But that's not how I remember the book. Mike knows things, everything public anyway. Some events break the revolutionists' way early, but a thousand small unmentioned things change the balance. And time is running out. Read the book, and judge for yourself. One of Heinlein's best, along with my favorite, Stranger in a Strange Land.]

[UPDATE 2:

I dug into it a little bit and I am convinced that I'm right. The original post is a very nice review of the book. Great story, but lots of not-PC stuff, characteristic Heinlein. However, it is clear that (1) Jo Walton does not understand Bayes (hence the first part of the quote above) and (2) Heinlein does, at least to the extent he knows how to bet on a horse race, and can appropriately update odds when in possession of new information.

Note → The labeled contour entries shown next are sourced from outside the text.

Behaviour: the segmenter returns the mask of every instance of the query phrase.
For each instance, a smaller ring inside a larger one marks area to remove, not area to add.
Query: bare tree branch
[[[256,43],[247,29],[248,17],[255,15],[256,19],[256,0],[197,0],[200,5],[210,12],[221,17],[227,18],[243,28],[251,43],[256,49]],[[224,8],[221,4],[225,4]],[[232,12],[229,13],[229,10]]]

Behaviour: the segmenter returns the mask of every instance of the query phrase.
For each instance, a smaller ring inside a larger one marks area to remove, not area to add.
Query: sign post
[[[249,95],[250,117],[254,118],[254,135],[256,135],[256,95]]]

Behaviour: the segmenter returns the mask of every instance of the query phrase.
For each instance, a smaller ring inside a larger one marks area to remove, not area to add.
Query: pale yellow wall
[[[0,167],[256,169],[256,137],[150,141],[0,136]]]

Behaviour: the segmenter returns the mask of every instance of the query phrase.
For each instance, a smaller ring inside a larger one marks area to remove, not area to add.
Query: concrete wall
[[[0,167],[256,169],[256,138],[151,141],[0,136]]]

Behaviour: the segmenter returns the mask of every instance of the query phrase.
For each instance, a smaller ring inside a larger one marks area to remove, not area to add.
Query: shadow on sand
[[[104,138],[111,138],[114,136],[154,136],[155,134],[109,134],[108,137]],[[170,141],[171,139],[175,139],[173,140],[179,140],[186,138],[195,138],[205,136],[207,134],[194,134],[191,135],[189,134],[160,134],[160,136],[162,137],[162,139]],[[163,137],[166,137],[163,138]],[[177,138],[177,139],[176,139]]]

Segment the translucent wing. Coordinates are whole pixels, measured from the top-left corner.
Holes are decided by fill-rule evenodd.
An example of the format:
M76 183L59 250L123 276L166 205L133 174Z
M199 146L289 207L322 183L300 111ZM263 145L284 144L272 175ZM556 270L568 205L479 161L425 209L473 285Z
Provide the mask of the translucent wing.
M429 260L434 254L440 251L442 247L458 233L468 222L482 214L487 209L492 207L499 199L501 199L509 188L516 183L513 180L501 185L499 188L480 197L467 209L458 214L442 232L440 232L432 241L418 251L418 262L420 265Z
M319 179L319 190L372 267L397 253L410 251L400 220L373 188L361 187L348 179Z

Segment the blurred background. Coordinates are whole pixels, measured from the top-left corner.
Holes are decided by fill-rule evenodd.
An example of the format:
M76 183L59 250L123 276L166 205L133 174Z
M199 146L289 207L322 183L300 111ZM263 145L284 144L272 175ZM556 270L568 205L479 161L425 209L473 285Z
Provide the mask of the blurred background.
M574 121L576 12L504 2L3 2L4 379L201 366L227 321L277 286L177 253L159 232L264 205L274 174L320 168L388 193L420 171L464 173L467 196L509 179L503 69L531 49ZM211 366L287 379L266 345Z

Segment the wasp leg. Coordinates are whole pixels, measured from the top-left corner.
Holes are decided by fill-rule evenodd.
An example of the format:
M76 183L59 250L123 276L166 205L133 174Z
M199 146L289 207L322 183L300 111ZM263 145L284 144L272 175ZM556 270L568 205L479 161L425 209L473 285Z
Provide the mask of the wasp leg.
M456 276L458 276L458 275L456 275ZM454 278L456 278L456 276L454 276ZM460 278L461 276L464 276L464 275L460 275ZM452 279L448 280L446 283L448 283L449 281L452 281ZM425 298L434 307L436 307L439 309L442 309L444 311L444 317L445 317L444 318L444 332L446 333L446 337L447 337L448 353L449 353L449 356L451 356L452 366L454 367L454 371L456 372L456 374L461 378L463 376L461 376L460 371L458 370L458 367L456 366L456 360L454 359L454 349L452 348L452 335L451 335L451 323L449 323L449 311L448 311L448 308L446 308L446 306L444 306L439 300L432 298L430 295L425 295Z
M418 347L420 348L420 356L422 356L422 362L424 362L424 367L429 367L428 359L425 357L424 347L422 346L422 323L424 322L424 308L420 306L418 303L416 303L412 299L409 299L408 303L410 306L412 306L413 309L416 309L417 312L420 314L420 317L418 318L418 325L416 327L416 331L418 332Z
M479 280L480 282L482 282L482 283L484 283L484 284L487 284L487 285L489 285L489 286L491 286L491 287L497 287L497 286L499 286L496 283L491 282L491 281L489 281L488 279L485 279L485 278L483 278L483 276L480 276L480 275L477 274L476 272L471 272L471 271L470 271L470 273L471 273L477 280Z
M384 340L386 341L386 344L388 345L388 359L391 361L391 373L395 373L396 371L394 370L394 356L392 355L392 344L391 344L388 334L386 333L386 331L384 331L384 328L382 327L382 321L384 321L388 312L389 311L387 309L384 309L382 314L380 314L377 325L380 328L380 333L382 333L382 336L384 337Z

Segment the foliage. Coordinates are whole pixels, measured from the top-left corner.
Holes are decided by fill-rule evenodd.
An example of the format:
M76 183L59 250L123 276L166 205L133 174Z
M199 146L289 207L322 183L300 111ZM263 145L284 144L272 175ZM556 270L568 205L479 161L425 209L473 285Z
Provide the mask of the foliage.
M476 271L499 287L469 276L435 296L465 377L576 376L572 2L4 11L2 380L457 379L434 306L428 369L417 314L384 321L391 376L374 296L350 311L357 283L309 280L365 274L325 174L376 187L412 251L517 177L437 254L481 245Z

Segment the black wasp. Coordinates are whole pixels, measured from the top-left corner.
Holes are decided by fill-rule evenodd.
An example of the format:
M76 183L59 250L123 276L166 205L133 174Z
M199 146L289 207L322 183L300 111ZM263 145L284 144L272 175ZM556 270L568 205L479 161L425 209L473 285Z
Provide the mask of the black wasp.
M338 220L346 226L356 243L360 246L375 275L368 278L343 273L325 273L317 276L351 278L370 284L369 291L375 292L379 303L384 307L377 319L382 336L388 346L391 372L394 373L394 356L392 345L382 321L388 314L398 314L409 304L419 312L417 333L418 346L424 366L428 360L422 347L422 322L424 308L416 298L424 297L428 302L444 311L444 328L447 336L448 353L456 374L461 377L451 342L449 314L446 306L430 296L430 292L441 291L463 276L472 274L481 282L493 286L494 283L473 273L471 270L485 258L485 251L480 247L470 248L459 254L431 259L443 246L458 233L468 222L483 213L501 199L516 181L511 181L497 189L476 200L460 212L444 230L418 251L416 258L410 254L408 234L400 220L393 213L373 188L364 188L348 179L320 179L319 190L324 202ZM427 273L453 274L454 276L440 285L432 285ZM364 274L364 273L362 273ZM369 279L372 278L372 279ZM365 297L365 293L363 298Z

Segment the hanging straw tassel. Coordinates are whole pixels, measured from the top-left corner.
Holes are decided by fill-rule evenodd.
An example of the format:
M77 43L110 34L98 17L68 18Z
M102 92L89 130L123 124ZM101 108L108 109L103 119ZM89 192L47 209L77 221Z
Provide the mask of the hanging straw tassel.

I looked through an online version of the book (pdf) and read all the pages where the word "odds" appears, and nearby. For an example showing Heinlein's understanding, you might read the discussion about the comparative advantage of various strategies depending on the selected time frame (p. 57-58).

The sequence that Brad DeLong thinks damning, that the revolutionists' odds of success are improved after the trip to earth, is just unclear. We're never told what Mike has been "thinking" during this time, or much about what's been happening overall. The evidence used to update the odds is not given to us.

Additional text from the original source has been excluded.